CLAUDE.md and AGENTS.md onboards Claude (and other AI assistants) to your codebase by using a structured documentation file that provides it with complete context about your project's architecture, conventions, and technology choices. This enables more accurate code generation, better suggestions, and faster problem-solving.
Each template's AGENTS.md contains:
- Project Architecture Overview - Technology stack, design patterns, and key architectural decisions
- Project Structure - Gives Claude a map of the codebase
- ServiceStack Conventions - DTO patterns, Service implementation, AutoQuery, Authentication, and Validation
- API Integration - TypeScript DTO generation, API client usage, component patterns, and form handling
- Database Patterns - OrmLite setup, migrations, and data access patterns
- Common Development Tasks - Step-by-step guides for adding APIs, implementing features, and extending functionality
- Testing & Deployment - Test patterns and deployment workflows
The existing CLAUDE.md serves as a solid foundation, but for best results, you should extend it with project-specific details like the purpose of the project, key parts and features of the project and any unique conventions you've adopted.

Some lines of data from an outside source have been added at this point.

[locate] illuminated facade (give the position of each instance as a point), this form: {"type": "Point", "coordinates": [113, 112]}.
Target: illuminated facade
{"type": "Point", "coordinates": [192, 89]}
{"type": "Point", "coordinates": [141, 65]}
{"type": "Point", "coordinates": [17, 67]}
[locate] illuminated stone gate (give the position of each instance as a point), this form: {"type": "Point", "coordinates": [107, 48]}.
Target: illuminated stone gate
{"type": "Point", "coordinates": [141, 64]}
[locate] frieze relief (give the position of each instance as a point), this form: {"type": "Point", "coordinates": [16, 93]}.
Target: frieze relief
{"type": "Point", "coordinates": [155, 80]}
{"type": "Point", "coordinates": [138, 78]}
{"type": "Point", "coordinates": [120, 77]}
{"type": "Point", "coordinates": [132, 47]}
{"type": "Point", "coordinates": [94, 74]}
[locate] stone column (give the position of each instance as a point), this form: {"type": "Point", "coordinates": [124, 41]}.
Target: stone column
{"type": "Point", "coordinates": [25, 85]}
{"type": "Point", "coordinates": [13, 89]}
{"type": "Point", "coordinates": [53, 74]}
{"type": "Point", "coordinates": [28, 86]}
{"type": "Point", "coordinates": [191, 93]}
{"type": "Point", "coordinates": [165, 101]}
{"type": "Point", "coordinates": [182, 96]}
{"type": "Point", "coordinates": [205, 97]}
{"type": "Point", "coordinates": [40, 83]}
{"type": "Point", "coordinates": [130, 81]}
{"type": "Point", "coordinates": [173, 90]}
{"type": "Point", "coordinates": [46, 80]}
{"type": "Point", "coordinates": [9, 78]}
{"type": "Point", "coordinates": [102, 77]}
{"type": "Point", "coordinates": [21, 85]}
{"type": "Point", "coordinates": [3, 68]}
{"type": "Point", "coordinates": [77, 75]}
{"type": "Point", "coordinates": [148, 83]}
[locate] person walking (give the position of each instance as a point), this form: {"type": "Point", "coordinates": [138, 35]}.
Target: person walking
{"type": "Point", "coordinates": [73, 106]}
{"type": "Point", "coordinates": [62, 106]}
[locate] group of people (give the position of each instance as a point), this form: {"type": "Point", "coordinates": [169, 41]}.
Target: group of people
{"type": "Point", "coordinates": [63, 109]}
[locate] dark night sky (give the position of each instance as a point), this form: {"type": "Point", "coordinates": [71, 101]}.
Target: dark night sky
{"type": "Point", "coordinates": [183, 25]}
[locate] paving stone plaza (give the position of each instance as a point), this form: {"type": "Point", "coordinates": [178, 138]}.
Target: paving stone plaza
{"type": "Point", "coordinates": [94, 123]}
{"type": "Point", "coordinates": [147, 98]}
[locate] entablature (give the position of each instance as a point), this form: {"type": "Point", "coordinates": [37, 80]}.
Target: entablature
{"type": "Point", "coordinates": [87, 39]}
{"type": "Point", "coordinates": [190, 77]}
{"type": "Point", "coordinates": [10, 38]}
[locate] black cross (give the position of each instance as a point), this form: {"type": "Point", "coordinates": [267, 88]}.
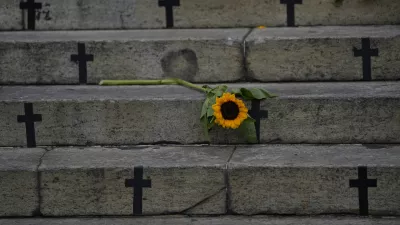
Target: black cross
{"type": "Point", "coordinates": [363, 183]}
{"type": "Point", "coordinates": [169, 13]}
{"type": "Point", "coordinates": [82, 58]}
{"type": "Point", "coordinates": [29, 119]}
{"type": "Point", "coordinates": [31, 6]}
{"type": "Point", "coordinates": [138, 184]}
{"type": "Point", "coordinates": [366, 52]}
{"type": "Point", "coordinates": [257, 114]}
{"type": "Point", "coordinates": [290, 10]}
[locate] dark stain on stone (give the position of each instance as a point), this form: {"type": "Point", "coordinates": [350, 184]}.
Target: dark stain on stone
{"type": "Point", "coordinates": [338, 3]}
{"type": "Point", "coordinates": [374, 146]}
{"type": "Point", "coordinates": [181, 64]}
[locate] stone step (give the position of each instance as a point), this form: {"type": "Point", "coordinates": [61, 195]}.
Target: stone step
{"type": "Point", "coordinates": [126, 14]}
{"type": "Point", "coordinates": [201, 180]}
{"type": "Point", "coordinates": [206, 55]}
{"type": "Point", "coordinates": [231, 220]}
{"type": "Point", "coordinates": [352, 112]}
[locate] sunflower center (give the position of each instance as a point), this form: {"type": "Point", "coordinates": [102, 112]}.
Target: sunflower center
{"type": "Point", "coordinates": [229, 110]}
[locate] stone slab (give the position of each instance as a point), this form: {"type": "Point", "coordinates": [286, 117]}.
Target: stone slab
{"type": "Point", "coordinates": [321, 53]}
{"type": "Point", "coordinates": [19, 181]}
{"type": "Point", "coordinates": [228, 220]}
{"type": "Point", "coordinates": [351, 112]}
{"type": "Point", "coordinates": [91, 181]}
{"type": "Point", "coordinates": [11, 17]}
{"type": "Point", "coordinates": [307, 179]}
{"type": "Point", "coordinates": [127, 14]}
{"type": "Point", "coordinates": [193, 55]}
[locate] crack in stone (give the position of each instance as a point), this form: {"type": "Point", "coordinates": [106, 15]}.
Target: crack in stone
{"type": "Point", "coordinates": [37, 211]}
{"type": "Point", "coordinates": [202, 201]}
{"type": "Point", "coordinates": [244, 56]}
{"type": "Point", "coordinates": [228, 199]}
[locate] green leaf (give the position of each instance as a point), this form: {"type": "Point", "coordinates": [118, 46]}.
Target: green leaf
{"type": "Point", "coordinates": [211, 123]}
{"type": "Point", "coordinates": [248, 129]}
{"type": "Point", "coordinates": [210, 111]}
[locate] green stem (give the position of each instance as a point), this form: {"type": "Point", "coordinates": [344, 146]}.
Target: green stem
{"type": "Point", "coordinates": [153, 82]}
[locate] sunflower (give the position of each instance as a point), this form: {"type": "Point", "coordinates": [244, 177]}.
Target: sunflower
{"type": "Point", "coordinates": [229, 111]}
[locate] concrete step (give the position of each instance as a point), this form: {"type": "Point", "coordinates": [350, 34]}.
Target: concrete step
{"type": "Point", "coordinates": [99, 14]}
{"type": "Point", "coordinates": [210, 55]}
{"type": "Point", "coordinates": [356, 112]}
{"type": "Point", "coordinates": [201, 180]}
{"type": "Point", "coordinates": [230, 220]}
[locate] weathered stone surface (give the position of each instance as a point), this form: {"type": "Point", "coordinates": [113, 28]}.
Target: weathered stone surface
{"type": "Point", "coordinates": [92, 181]}
{"type": "Point", "coordinates": [193, 55]}
{"type": "Point", "coordinates": [306, 179]}
{"type": "Point", "coordinates": [125, 14]}
{"type": "Point", "coordinates": [230, 220]}
{"type": "Point", "coordinates": [18, 181]}
{"type": "Point", "coordinates": [303, 113]}
{"type": "Point", "coordinates": [321, 53]}
{"type": "Point", "coordinates": [10, 15]}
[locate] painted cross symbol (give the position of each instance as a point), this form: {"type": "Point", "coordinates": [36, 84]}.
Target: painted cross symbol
{"type": "Point", "coordinates": [82, 58]}
{"type": "Point", "coordinates": [290, 10]}
{"type": "Point", "coordinates": [363, 183]}
{"type": "Point", "coordinates": [366, 52]}
{"type": "Point", "coordinates": [257, 114]}
{"type": "Point", "coordinates": [31, 6]}
{"type": "Point", "coordinates": [138, 184]}
{"type": "Point", "coordinates": [169, 13]}
{"type": "Point", "coordinates": [29, 119]}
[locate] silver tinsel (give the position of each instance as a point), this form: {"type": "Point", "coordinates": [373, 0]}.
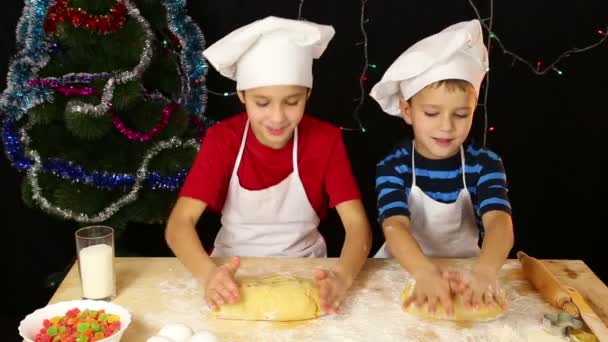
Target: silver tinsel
{"type": "Point", "coordinates": [106, 213]}
{"type": "Point", "coordinates": [77, 106]}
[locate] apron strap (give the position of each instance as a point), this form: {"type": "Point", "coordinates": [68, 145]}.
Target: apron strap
{"type": "Point", "coordinates": [295, 153]}
{"type": "Point", "coordinates": [413, 164]}
{"type": "Point", "coordinates": [462, 161]}
{"type": "Point", "coordinates": [239, 156]}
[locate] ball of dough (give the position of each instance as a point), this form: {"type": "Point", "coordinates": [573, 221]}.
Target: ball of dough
{"type": "Point", "coordinates": [204, 336]}
{"type": "Point", "coordinates": [177, 332]}
{"type": "Point", "coordinates": [159, 339]}
{"type": "Point", "coordinates": [276, 298]}
{"type": "Point", "coordinates": [461, 313]}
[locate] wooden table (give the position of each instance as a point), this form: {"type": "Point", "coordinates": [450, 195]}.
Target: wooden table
{"type": "Point", "coordinates": [159, 291]}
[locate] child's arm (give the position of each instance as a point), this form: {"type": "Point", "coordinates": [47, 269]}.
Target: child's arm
{"type": "Point", "coordinates": [335, 282]}
{"type": "Point", "coordinates": [182, 238]}
{"type": "Point", "coordinates": [495, 210]}
{"type": "Point", "coordinates": [482, 285]}
{"type": "Point", "coordinates": [497, 242]}
{"type": "Point", "coordinates": [432, 284]}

- Faster Onboarding - New developers (and AI assistants) understand project conventions immediately
- Consistent Code Generation - AI tools generate code following your project's patterns
- Better Context - AI assistants can reference specific ServiceStack patterns and conventions
- Reduced Errors - Clear documentation of framework-specific conventions
- Living Documentation - Keep it updated as your project evolves
Claude Code and most AI Assistants already support automatically referencing CLAUDE.md and AGENTS.md files, for others you can just include it in your prompt context when asking for help, e.g:
Using my project's AGENTS.md, can you help me add a new AutoQuery API for managing Products?
The AI will understand your App's ServiceStack conventions, React setup, and project structure, providing more accurate and contextual assistance.